Nie szło im za dobrze, zresztą do tamtej pory nie byli światowej
sławy zespołem rockowym tak jak sobie wymarzyli. Tworzyli go w
czwórkę osób, w tym jeden aktor, dość znany z wielu ról
filmowych. Zaprzyjaźnili się od razu, a kiedy tylko ujrzał Vicky
na jednym z ich pierwszych koncertów, miał wrażenie, że z tą
kobietą spędzi resztę swojego życia.
W
tamtej chwili nie liczyło się dla niego nic tylko to, że za
pierwszą porządną wypłatę mógł nakupować jakiegoś wina,
dobrego jedzenia i zabrać ją na piknik. Taki z prawdziwego
zdarzenia, trwający do późnej nocy.
****
Dojechali
na miejsce. Mężczyzna zsiadł z szybko z pojazdu i chciał pomóc
jej zrobić to samo, ale ubiegła go i z ogromną gracją zeskoczyła
z roweru, co spowodowało podwinięcie się zwiewnej sukienki. Ani
razu nie przeszło mu przez myśl żadne zbereźne wydarzenie,
sytuacja z jej udziałem. Uraziłby ją tym faktem, więc poświęcił
swoje rozmyślania na te o jej intelekcie, urodzie.
Usiedli
na miękkim kocu w kratkę, a Tomo rozpoczął rozpakowywanie
zawartości kosza, którą tak pieczołowicie przyszykował. Miał
nadzieję, że zrobi to na niej jakiekolwiek wrażenie. Sam fakt, że
wypytywał jej najlepszą przyjaciółkę o ulubione wino, potrawy.

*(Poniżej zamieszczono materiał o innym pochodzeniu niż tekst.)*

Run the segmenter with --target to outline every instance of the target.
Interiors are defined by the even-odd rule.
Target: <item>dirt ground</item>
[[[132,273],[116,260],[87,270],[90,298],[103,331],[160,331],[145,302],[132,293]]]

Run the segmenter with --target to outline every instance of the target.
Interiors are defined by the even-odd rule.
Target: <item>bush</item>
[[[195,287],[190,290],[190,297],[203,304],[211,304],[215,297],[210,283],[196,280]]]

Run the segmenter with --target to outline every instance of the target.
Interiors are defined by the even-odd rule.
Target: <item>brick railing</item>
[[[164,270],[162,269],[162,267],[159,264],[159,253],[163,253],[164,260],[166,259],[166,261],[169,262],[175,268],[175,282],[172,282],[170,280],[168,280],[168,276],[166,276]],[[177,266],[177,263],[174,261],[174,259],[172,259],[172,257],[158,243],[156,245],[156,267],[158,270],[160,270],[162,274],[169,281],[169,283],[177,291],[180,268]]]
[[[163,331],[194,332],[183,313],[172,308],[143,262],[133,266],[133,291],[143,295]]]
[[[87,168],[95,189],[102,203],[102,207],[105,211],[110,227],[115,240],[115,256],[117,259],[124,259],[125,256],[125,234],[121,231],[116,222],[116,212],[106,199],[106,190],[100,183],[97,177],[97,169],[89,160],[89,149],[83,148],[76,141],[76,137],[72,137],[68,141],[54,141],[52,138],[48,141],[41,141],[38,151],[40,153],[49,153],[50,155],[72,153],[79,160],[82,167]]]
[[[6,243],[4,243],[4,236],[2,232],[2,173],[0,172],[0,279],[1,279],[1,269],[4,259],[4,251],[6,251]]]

Plusem było to, że potrafił świetnie gotować i piec.
****
Siedzieli,
rozmawiali i śmiali się z wielu żartych, które zdawały się
śmieszyć tylko ich. Mogliby spędzać tak czas godzinami albo nawet
i miesiącami. Wyglądali jak para zakochanych nastolatków
chichrających się ze wszystkiego co ma w sobie choć krztę humoru.
Wino
znikało z każdą przegadaną minutą, ale nie byli pijani, co to to
nie. Najwyżej rozluźnieni i zbyt zaabsorbowani rozmową aby
zauważyć szybkie ubywanie alkoholu.
W
przypływie emocji nawiązała się krótka wymiana zdań, którą
Chorwat zapamięta do końca życia.
-Widzisz
te gwiazdy? Te połączone ze sobą taką... Nitką.- zaśmiał się
wypowiadając te słowa.
-Tomo...
Nie zaimponujesz mi jakimiś tam gwiazdami, udało ci się to zrobić
grą na gitarze. Tyle powinno ci wystarczyć.- zawtórowała mu swoim
jakże perlistym śmiechem.
-Ehh...
Chciałem być romantyczny, ale jak zwykle nie wyszło.
-Nie
martw się, mi też wiele rzeczy nie wychodzi w życiu.- uśmiechnęła
się pokrzepiająco i dalej słuchała tego co ma jej do
powiedzienia.
-Wyjdziesz
kiedyś za mnie.- stwierdził bardzo pewny siebie.- Będziemy mieli
piękny, wielki dom i gromadkę roześmianych dzieci. Będziemy
szczęśliwi.
-Też
mam marzenia Tomo, wiesz?-dała mu kuksańca w bok, wstała i zaczęła
tańczyć dookoła niego. Roześmiał się i dołączył do niej.
Wiedział,
że ten wieczór był początkiem czegoś pięknego...
****
Oderwał się od tych wspomnień,
które doprowadzały go do jeszcze większego płaczu niż w tamtej
chwili. Przez to wszystko nie usłyszał dźwięku otwieranych drzwi
i kiedy podniósł głowę aby otrzeć łzy zobaczył jego Vicky
stojącą w progu pokoju. Nic nie mówiła, po prostu stała tam z
zaczerwienioną twarzą, co świadczyło, że robiła to samo co on.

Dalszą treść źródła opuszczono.